The letter describes how the employer pays a quarterly bonus based on the employee’s straight-time rate and an annual qualification bonus based on the journey straight-time rate. The quarterly bonus consists of:
- 15 percent of the employee’s contractual straight-time hourly rate for each hour a straight-time rate is earned;
- 5 percent (1.5 x 15 percent) of the employee’s contractual straight-time hourly rate for each hour an overtime rate (time-and-one-half) is earned; and
- 75 percent (1.25 x 15 percent) of the employee’s contractual straight-time hourly rate for each hour of a double-time rate is earned.
The annual bonus is 1 percent of the journey straight-time hourly rate for 2,080 hours.
The employer calculates the weekly regular rate of pay without including the quarterly or annual bonus earnings. Instead, the employer retrospectively calculates the weekly regular rate for the bonus period to include the bonus earnings and pays the difference in overtime compensation. In making this recalculation for the quarterly and annual bonuses, the employer averages the bonus earnings across the workweeks of the quarterly or annual bonus period, instead of using the actual bonus earnings in a given workweek.
For the annual bonus, the DOL explains that the employer should calculate the regular rate for each workweek in the bonus period, after paying the annual bonus; and then pay the overtime compensation due on the annual bonus. However, the employer does not need to include the annual bonus in the regular rate of pay calculation until the employer can determine the weekly amount of bonus at the end of the bonus period. In making the recalculation, the employer must retrospectively include those exact proportionate amounts in the regular rate for each workweek.
For the quarterly bonuses, the employer doesn’t need to recalculate the regular rate of pay for each workweek in the bonus period because a 15 percent bonus of the employee’s straight-time and overtime wages would simultaneously include all overtime compensation due on the bonus as an “arithmetic fact.”
Although this opinion letter is very fact-specific, it may provide some guidance to similarly situated employers subject to the Fair Labor Standards Act (FLSA) with comparable pay practices).

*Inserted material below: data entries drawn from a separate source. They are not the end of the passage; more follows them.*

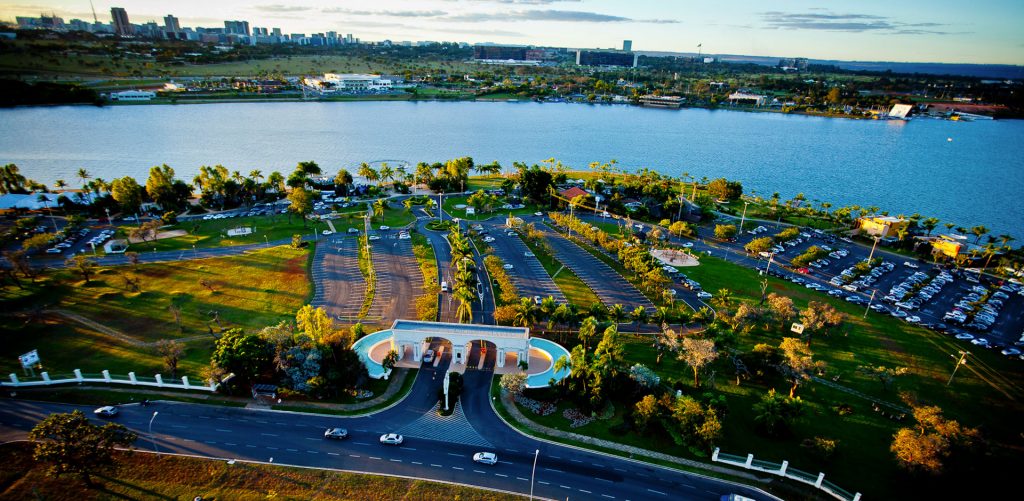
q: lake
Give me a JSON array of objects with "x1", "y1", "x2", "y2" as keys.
[{"x1": 0, "y1": 101, "x2": 1024, "y2": 238}]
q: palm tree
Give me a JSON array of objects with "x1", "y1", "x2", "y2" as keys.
[
  {"x1": 374, "y1": 199, "x2": 387, "y2": 222},
  {"x1": 608, "y1": 303, "x2": 626, "y2": 325}
]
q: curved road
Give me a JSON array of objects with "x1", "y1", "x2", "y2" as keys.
[{"x1": 0, "y1": 362, "x2": 775, "y2": 500}]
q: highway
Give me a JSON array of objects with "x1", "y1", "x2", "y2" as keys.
[{"x1": 0, "y1": 356, "x2": 775, "y2": 500}]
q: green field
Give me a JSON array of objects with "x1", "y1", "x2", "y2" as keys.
[
  {"x1": 0, "y1": 246, "x2": 312, "y2": 376},
  {"x1": 521, "y1": 252, "x2": 1024, "y2": 498},
  {"x1": 0, "y1": 443, "x2": 522, "y2": 501}
]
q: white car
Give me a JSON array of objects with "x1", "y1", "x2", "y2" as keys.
[
  {"x1": 324, "y1": 428, "x2": 348, "y2": 441},
  {"x1": 473, "y1": 452, "x2": 498, "y2": 464},
  {"x1": 92, "y1": 406, "x2": 118, "y2": 417}
]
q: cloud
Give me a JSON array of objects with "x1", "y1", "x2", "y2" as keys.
[
  {"x1": 253, "y1": 3, "x2": 312, "y2": 12},
  {"x1": 322, "y1": 7, "x2": 447, "y2": 17},
  {"x1": 761, "y1": 8, "x2": 964, "y2": 35},
  {"x1": 445, "y1": 9, "x2": 679, "y2": 24}
]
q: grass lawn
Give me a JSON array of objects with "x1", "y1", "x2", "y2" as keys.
[
  {"x1": 0, "y1": 246, "x2": 311, "y2": 376},
  {"x1": 526, "y1": 252, "x2": 1024, "y2": 498},
  {"x1": 117, "y1": 212, "x2": 354, "y2": 253},
  {"x1": 0, "y1": 443, "x2": 522, "y2": 501}
]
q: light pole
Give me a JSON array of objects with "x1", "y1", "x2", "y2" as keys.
[
  {"x1": 867, "y1": 235, "x2": 882, "y2": 262},
  {"x1": 529, "y1": 449, "x2": 541, "y2": 501},
  {"x1": 946, "y1": 349, "x2": 971, "y2": 386},
  {"x1": 739, "y1": 201, "x2": 751, "y2": 235},
  {"x1": 150, "y1": 411, "x2": 160, "y2": 453}
]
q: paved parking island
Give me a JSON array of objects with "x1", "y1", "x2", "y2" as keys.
[
  {"x1": 483, "y1": 223, "x2": 566, "y2": 303},
  {"x1": 537, "y1": 224, "x2": 654, "y2": 310}
]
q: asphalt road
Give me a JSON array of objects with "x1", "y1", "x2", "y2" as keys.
[
  {"x1": 537, "y1": 223, "x2": 654, "y2": 311},
  {"x1": 480, "y1": 221, "x2": 566, "y2": 303},
  {"x1": 0, "y1": 357, "x2": 773, "y2": 500}
]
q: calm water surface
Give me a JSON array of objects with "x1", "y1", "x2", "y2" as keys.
[{"x1": 0, "y1": 101, "x2": 1024, "y2": 239}]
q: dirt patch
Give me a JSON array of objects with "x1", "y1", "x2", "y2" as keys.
[{"x1": 128, "y1": 229, "x2": 188, "y2": 244}]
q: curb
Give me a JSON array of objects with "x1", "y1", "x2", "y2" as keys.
[{"x1": 488, "y1": 382, "x2": 782, "y2": 501}]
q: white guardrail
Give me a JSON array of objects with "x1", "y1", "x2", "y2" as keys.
[
  {"x1": 711, "y1": 447, "x2": 860, "y2": 501},
  {"x1": 0, "y1": 369, "x2": 220, "y2": 392}
]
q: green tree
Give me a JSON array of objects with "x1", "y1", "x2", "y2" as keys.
[
  {"x1": 29, "y1": 411, "x2": 137, "y2": 486},
  {"x1": 288, "y1": 186, "x2": 313, "y2": 227},
  {"x1": 211, "y1": 329, "x2": 273, "y2": 383},
  {"x1": 111, "y1": 176, "x2": 142, "y2": 214}
]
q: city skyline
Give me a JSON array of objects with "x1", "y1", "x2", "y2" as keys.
[{"x1": 0, "y1": 0, "x2": 1024, "y2": 65}]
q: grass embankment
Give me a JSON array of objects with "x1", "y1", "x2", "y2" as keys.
[
  {"x1": 270, "y1": 369, "x2": 419, "y2": 416},
  {"x1": 0, "y1": 246, "x2": 310, "y2": 377},
  {"x1": 0, "y1": 443, "x2": 521, "y2": 501},
  {"x1": 523, "y1": 229, "x2": 601, "y2": 308},
  {"x1": 520, "y1": 256, "x2": 1024, "y2": 497},
  {"x1": 411, "y1": 233, "x2": 441, "y2": 322}
]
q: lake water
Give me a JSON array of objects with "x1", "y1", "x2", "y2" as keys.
[{"x1": 0, "y1": 101, "x2": 1024, "y2": 239}]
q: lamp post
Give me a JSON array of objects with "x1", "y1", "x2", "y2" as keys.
[
  {"x1": 946, "y1": 349, "x2": 971, "y2": 386},
  {"x1": 150, "y1": 411, "x2": 160, "y2": 453},
  {"x1": 529, "y1": 449, "x2": 541, "y2": 501},
  {"x1": 739, "y1": 201, "x2": 751, "y2": 234},
  {"x1": 867, "y1": 235, "x2": 882, "y2": 262}
]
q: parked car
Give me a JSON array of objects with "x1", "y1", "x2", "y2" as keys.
[
  {"x1": 324, "y1": 428, "x2": 348, "y2": 441},
  {"x1": 92, "y1": 406, "x2": 119, "y2": 417},
  {"x1": 473, "y1": 452, "x2": 498, "y2": 464}
]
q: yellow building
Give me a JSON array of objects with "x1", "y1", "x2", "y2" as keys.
[{"x1": 859, "y1": 215, "x2": 910, "y2": 239}]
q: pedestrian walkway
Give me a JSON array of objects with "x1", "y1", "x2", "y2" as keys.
[{"x1": 398, "y1": 401, "x2": 495, "y2": 448}]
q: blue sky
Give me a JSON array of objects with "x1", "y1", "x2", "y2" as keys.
[{"x1": 0, "y1": 0, "x2": 1024, "y2": 65}]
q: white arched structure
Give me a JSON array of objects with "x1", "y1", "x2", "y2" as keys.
[{"x1": 352, "y1": 320, "x2": 569, "y2": 387}]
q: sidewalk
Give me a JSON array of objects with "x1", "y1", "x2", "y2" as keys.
[{"x1": 499, "y1": 391, "x2": 770, "y2": 482}]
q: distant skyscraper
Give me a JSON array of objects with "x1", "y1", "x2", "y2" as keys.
[
  {"x1": 224, "y1": 20, "x2": 249, "y2": 37},
  {"x1": 164, "y1": 14, "x2": 181, "y2": 32},
  {"x1": 111, "y1": 7, "x2": 135, "y2": 37}
]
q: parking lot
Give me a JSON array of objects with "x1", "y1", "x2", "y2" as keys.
[
  {"x1": 724, "y1": 222, "x2": 1024, "y2": 356},
  {"x1": 481, "y1": 222, "x2": 565, "y2": 303}
]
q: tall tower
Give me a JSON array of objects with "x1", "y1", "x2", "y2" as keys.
[{"x1": 111, "y1": 7, "x2": 135, "y2": 37}]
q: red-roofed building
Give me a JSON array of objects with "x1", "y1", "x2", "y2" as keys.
[{"x1": 558, "y1": 186, "x2": 590, "y2": 200}]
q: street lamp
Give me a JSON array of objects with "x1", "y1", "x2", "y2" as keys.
[
  {"x1": 529, "y1": 449, "x2": 541, "y2": 501},
  {"x1": 150, "y1": 411, "x2": 160, "y2": 453},
  {"x1": 739, "y1": 201, "x2": 751, "y2": 234}
]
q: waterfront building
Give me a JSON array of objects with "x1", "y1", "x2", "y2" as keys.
[
  {"x1": 111, "y1": 7, "x2": 135, "y2": 37},
  {"x1": 577, "y1": 49, "x2": 637, "y2": 68},
  {"x1": 857, "y1": 214, "x2": 910, "y2": 238}
]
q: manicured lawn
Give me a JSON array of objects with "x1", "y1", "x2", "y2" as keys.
[
  {"x1": 0, "y1": 246, "x2": 311, "y2": 376},
  {"x1": 0, "y1": 443, "x2": 522, "y2": 501}
]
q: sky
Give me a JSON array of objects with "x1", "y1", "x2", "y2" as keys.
[{"x1": 0, "y1": 0, "x2": 1024, "y2": 65}]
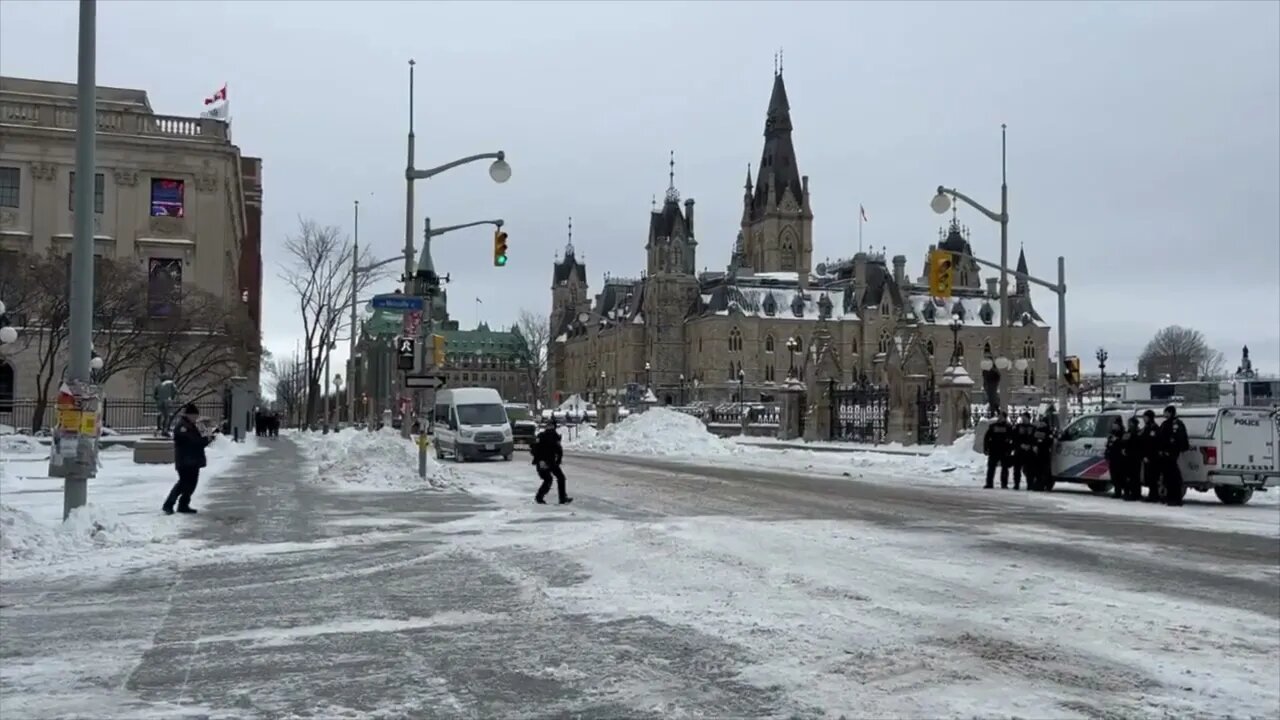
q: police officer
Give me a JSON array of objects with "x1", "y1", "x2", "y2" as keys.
[
  {"x1": 1138, "y1": 410, "x2": 1161, "y2": 502},
  {"x1": 1014, "y1": 411, "x2": 1036, "y2": 489},
  {"x1": 982, "y1": 410, "x2": 1014, "y2": 489},
  {"x1": 1027, "y1": 416, "x2": 1053, "y2": 491},
  {"x1": 1156, "y1": 405, "x2": 1192, "y2": 506},
  {"x1": 1124, "y1": 418, "x2": 1142, "y2": 501},
  {"x1": 1103, "y1": 418, "x2": 1129, "y2": 500}
]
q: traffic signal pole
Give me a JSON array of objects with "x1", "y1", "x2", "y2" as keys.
[{"x1": 952, "y1": 252, "x2": 1071, "y2": 428}]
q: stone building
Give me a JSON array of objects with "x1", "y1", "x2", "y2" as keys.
[
  {"x1": 548, "y1": 73, "x2": 1052, "y2": 404},
  {"x1": 0, "y1": 77, "x2": 262, "y2": 400}
]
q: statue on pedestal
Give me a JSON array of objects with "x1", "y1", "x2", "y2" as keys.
[{"x1": 151, "y1": 375, "x2": 178, "y2": 437}]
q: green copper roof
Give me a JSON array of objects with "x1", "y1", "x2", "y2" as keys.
[{"x1": 438, "y1": 323, "x2": 529, "y2": 359}]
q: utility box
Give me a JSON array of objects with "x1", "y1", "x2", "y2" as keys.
[{"x1": 227, "y1": 377, "x2": 257, "y2": 442}]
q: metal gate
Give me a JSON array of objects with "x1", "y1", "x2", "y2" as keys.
[
  {"x1": 827, "y1": 380, "x2": 888, "y2": 443},
  {"x1": 915, "y1": 382, "x2": 938, "y2": 445}
]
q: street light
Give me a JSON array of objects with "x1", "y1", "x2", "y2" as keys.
[
  {"x1": 929, "y1": 124, "x2": 1009, "y2": 407},
  {"x1": 1093, "y1": 347, "x2": 1107, "y2": 410},
  {"x1": 787, "y1": 336, "x2": 800, "y2": 379}
]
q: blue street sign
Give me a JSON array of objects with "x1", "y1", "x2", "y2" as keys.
[{"x1": 369, "y1": 295, "x2": 422, "y2": 311}]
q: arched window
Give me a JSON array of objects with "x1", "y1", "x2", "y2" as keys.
[
  {"x1": 778, "y1": 233, "x2": 796, "y2": 273},
  {"x1": 728, "y1": 328, "x2": 742, "y2": 352}
]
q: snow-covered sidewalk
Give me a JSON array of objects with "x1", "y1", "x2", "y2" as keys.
[{"x1": 0, "y1": 436, "x2": 261, "y2": 579}]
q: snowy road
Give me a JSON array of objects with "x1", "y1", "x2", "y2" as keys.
[{"x1": 0, "y1": 441, "x2": 1280, "y2": 720}]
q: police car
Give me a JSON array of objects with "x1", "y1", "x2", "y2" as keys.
[{"x1": 1050, "y1": 406, "x2": 1280, "y2": 505}]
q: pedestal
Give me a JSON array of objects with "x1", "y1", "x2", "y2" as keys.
[{"x1": 778, "y1": 380, "x2": 805, "y2": 441}]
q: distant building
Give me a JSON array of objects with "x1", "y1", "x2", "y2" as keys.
[
  {"x1": 548, "y1": 67, "x2": 1053, "y2": 404},
  {"x1": 0, "y1": 77, "x2": 262, "y2": 400}
]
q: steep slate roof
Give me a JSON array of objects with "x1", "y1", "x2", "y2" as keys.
[{"x1": 749, "y1": 73, "x2": 804, "y2": 222}]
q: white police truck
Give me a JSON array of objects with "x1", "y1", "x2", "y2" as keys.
[{"x1": 1050, "y1": 406, "x2": 1280, "y2": 505}]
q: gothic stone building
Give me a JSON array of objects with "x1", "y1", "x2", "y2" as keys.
[{"x1": 548, "y1": 73, "x2": 1052, "y2": 404}]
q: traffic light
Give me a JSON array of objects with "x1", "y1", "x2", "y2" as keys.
[
  {"x1": 493, "y1": 229, "x2": 507, "y2": 268},
  {"x1": 431, "y1": 334, "x2": 444, "y2": 368},
  {"x1": 1062, "y1": 355, "x2": 1084, "y2": 386},
  {"x1": 929, "y1": 250, "x2": 955, "y2": 297}
]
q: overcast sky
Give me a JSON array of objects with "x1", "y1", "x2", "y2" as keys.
[{"x1": 0, "y1": 0, "x2": 1280, "y2": 372}]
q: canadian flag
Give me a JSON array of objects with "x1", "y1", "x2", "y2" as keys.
[{"x1": 205, "y1": 82, "x2": 227, "y2": 105}]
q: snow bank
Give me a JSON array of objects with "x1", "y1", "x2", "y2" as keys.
[
  {"x1": 0, "y1": 427, "x2": 264, "y2": 577},
  {"x1": 564, "y1": 407, "x2": 749, "y2": 457},
  {"x1": 293, "y1": 428, "x2": 452, "y2": 489}
]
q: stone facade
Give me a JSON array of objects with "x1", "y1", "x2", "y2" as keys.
[
  {"x1": 548, "y1": 74, "x2": 1053, "y2": 404},
  {"x1": 0, "y1": 77, "x2": 261, "y2": 400}
]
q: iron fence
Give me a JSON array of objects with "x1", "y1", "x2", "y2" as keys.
[{"x1": 0, "y1": 397, "x2": 224, "y2": 434}]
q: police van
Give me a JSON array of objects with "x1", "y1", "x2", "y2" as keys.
[{"x1": 1050, "y1": 406, "x2": 1280, "y2": 505}]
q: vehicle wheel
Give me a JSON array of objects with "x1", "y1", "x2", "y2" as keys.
[{"x1": 1213, "y1": 486, "x2": 1253, "y2": 505}]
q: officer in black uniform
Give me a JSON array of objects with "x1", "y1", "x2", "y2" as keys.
[
  {"x1": 982, "y1": 410, "x2": 1014, "y2": 489},
  {"x1": 1027, "y1": 418, "x2": 1053, "y2": 491},
  {"x1": 1156, "y1": 405, "x2": 1192, "y2": 506},
  {"x1": 1103, "y1": 418, "x2": 1129, "y2": 500},
  {"x1": 1014, "y1": 413, "x2": 1036, "y2": 489},
  {"x1": 1124, "y1": 418, "x2": 1142, "y2": 501},
  {"x1": 1138, "y1": 410, "x2": 1160, "y2": 502}
]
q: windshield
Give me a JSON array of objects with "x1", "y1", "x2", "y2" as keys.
[
  {"x1": 507, "y1": 405, "x2": 534, "y2": 423},
  {"x1": 457, "y1": 404, "x2": 507, "y2": 425}
]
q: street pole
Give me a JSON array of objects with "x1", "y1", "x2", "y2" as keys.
[
  {"x1": 63, "y1": 0, "x2": 97, "y2": 520},
  {"x1": 347, "y1": 200, "x2": 360, "y2": 424}
]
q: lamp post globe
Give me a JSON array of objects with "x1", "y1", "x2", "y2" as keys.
[
  {"x1": 489, "y1": 158, "x2": 511, "y2": 184},
  {"x1": 929, "y1": 187, "x2": 951, "y2": 215}
]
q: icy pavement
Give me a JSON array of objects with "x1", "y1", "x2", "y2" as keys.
[{"x1": 0, "y1": 427, "x2": 1280, "y2": 720}]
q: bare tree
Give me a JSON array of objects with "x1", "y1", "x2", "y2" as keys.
[
  {"x1": 138, "y1": 290, "x2": 257, "y2": 402},
  {"x1": 1198, "y1": 347, "x2": 1226, "y2": 380},
  {"x1": 515, "y1": 310, "x2": 552, "y2": 404},
  {"x1": 280, "y1": 218, "x2": 385, "y2": 424},
  {"x1": 1138, "y1": 325, "x2": 1222, "y2": 380}
]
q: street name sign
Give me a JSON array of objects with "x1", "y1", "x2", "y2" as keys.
[
  {"x1": 404, "y1": 375, "x2": 444, "y2": 389},
  {"x1": 369, "y1": 293, "x2": 422, "y2": 311}
]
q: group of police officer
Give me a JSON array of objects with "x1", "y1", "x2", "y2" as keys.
[{"x1": 983, "y1": 405, "x2": 1190, "y2": 505}]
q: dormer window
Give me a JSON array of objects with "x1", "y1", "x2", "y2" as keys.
[
  {"x1": 791, "y1": 292, "x2": 804, "y2": 318},
  {"x1": 818, "y1": 293, "x2": 831, "y2": 320}
]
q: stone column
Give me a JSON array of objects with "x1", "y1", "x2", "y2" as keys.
[{"x1": 778, "y1": 378, "x2": 805, "y2": 441}]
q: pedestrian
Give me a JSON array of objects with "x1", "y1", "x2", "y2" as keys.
[
  {"x1": 163, "y1": 402, "x2": 214, "y2": 515},
  {"x1": 529, "y1": 419, "x2": 573, "y2": 505},
  {"x1": 1138, "y1": 410, "x2": 1161, "y2": 502},
  {"x1": 1103, "y1": 418, "x2": 1129, "y2": 500},
  {"x1": 1014, "y1": 410, "x2": 1036, "y2": 489},
  {"x1": 982, "y1": 410, "x2": 1014, "y2": 489},
  {"x1": 1027, "y1": 407, "x2": 1053, "y2": 492},
  {"x1": 1156, "y1": 405, "x2": 1192, "y2": 506},
  {"x1": 1124, "y1": 418, "x2": 1142, "y2": 501}
]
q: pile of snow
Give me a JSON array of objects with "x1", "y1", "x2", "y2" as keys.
[
  {"x1": 564, "y1": 407, "x2": 748, "y2": 457},
  {"x1": 293, "y1": 428, "x2": 452, "y2": 489}
]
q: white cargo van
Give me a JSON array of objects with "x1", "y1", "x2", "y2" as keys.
[
  {"x1": 1051, "y1": 406, "x2": 1280, "y2": 505},
  {"x1": 434, "y1": 387, "x2": 515, "y2": 462}
]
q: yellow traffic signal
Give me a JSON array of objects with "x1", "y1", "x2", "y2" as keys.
[
  {"x1": 1064, "y1": 355, "x2": 1084, "y2": 386},
  {"x1": 431, "y1": 334, "x2": 444, "y2": 368},
  {"x1": 929, "y1": 250, "x2": 955, "y2": 297},
  {"x1": 493, "y1": 231, "x2": 507, "y2": 268}
]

In California, the payment of a nondiscretionary bonus to nonexempt employees is included in the regular rate of pay. According to the Division of Labor Standards Enforcement (DLSE) Enforcement Policies and Interpretations Manual (Sec 49.2.4), the exact method for calculating overtime on a nondiscretionary bonus depends on whether it is a:
- Flat-sum bonus (e.g., $300 for continuing work through the end of the season); or
- Production bonus, which is “based on a percentage of production or some formula other than a flat amount [which] can be computed and paid with the wages for the pay period to which the bonus is applicable.”
If you use a flat-sum bonus, note that the California Supreme Court approved the DLSE method of calculating the regular rate of pay when a flat-sum bonus is involved, which requires employers to divide the employee’s bonus by nonovertime hours worked (not by the total hours worked). This provides the per-hour value of the bonus, which is multiplied “using 1.5, not 0.5, as the multiplier for determining the employer’s overtime rate” for time and half. Use 2.0 as the multiplier for double time.
Employers who offer their employees nondiscretionary bonuses should evaluate their practices for providing such bonuses, especially when calculating regular rate of pay.